There is a kind of suffering people need to know about that is much worse than anything we experience in this life! And at the same time God also calls people to serve those who suffer – some to serve those living with disability, some with disabilities to serve the church, some to serve in other ways and other places, all for the glory of God.
And for those who are suffering, there are promises to cling to:
For I know the plans I have for you, declares the Lord, plans for welfare and not for evil, to give you a future and a hope. Jeremiah 29:11
Here is Justin’s post quoting Pastor John:
One truth is that when the gospel takes root in our souls it impels us out toward the alleviation of all unjust suffering in this age. That’s what love does!
The other truth is that when the gospel takes root in our souls it awakens us to the horrible reality of eternal suffering in hell, under the wrath of a just and omnipotent God. And it impels us to rescue the perishing, and to warn people to flee from the wrath to come (1 Thess. 1:10).
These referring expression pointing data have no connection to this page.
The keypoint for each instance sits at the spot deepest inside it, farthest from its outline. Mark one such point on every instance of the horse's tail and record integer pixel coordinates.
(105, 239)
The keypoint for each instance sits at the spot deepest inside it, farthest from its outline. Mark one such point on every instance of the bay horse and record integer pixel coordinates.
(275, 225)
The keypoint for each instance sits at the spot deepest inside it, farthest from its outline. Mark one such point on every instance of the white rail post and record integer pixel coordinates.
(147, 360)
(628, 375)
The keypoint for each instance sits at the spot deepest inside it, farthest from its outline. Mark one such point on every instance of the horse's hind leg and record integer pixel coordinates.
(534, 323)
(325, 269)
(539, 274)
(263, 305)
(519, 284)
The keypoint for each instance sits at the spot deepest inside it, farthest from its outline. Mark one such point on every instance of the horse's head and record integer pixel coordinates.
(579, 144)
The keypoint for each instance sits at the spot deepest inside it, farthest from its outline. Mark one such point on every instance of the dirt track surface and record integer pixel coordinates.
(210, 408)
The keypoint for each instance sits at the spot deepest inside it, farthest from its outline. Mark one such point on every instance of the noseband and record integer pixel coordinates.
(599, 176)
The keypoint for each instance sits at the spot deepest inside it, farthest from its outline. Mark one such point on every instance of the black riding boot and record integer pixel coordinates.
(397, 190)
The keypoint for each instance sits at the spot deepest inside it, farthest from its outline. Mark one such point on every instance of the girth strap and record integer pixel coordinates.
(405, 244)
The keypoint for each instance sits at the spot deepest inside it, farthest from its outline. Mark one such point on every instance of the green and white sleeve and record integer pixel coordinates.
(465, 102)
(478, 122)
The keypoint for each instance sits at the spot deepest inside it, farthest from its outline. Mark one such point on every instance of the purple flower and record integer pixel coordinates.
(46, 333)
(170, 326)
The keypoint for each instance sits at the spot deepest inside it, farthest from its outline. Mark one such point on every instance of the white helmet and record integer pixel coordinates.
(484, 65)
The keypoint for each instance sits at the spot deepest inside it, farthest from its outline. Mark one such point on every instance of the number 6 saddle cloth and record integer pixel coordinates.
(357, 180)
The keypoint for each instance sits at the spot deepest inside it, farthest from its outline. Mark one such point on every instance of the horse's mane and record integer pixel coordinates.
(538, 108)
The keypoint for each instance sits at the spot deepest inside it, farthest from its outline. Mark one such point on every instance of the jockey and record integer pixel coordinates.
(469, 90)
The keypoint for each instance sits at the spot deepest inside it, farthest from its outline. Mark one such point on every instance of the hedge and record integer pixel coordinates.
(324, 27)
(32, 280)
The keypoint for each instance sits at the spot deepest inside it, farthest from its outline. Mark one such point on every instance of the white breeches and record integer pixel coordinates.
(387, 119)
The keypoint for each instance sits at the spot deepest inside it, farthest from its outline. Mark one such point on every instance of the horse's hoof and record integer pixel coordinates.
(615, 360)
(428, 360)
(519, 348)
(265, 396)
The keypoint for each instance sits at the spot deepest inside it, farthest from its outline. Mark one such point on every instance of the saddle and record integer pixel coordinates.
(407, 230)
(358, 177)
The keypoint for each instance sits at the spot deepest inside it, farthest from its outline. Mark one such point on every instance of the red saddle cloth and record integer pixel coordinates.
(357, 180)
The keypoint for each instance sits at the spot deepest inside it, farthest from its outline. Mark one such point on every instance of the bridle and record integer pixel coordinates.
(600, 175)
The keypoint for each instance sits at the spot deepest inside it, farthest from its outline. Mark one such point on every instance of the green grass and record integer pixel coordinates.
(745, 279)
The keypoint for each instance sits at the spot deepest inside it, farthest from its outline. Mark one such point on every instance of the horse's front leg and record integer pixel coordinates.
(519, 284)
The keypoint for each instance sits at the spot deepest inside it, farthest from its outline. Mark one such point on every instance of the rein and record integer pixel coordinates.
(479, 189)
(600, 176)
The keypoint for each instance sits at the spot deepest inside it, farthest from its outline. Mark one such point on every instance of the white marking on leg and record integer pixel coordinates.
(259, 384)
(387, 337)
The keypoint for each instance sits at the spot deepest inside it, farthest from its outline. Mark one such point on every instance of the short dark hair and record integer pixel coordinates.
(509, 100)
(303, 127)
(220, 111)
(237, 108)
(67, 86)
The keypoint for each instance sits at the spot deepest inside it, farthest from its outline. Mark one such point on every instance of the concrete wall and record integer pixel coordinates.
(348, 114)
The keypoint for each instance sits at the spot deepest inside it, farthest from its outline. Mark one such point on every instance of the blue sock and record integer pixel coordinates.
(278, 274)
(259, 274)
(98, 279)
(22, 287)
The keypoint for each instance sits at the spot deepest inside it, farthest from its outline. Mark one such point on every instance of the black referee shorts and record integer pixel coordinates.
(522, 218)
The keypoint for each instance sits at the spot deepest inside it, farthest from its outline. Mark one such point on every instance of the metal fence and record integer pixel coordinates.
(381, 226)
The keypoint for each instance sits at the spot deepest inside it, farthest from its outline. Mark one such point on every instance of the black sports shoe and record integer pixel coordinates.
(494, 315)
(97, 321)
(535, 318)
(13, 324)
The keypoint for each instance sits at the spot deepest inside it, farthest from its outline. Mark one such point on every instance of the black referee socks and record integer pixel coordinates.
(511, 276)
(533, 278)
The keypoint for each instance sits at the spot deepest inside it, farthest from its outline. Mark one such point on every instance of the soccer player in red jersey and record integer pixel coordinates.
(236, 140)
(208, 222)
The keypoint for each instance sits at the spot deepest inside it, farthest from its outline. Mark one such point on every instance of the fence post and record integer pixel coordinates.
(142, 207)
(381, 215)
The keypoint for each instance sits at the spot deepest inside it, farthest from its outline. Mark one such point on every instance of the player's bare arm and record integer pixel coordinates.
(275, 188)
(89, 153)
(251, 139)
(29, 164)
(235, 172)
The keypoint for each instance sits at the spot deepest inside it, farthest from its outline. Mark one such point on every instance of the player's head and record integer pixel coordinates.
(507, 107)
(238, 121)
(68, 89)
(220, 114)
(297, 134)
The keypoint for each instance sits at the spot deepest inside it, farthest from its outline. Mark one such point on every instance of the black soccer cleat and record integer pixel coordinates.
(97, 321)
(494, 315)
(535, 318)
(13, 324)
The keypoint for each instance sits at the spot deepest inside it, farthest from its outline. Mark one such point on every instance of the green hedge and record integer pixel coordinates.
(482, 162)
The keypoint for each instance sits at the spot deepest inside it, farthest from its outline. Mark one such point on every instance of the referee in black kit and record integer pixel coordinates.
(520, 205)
I plead with you. Don’t choose between those two truths. Embrace them both. It doesn’t mean we all spend our time in the same way. God forbid. But it means we let the Bible define reality and define love.
Could Lausanne say—could the evangelical church say—we Christians care about all suffering, especially eternal suffering? I hope we can say that. But if we feel resistant to saying “especially eternal suffering,” or if we feel resistant to saying “we care about all suffering in this age,” then either we have a defective view of hell or a defective heart.
I pray that Lausanne would have neither.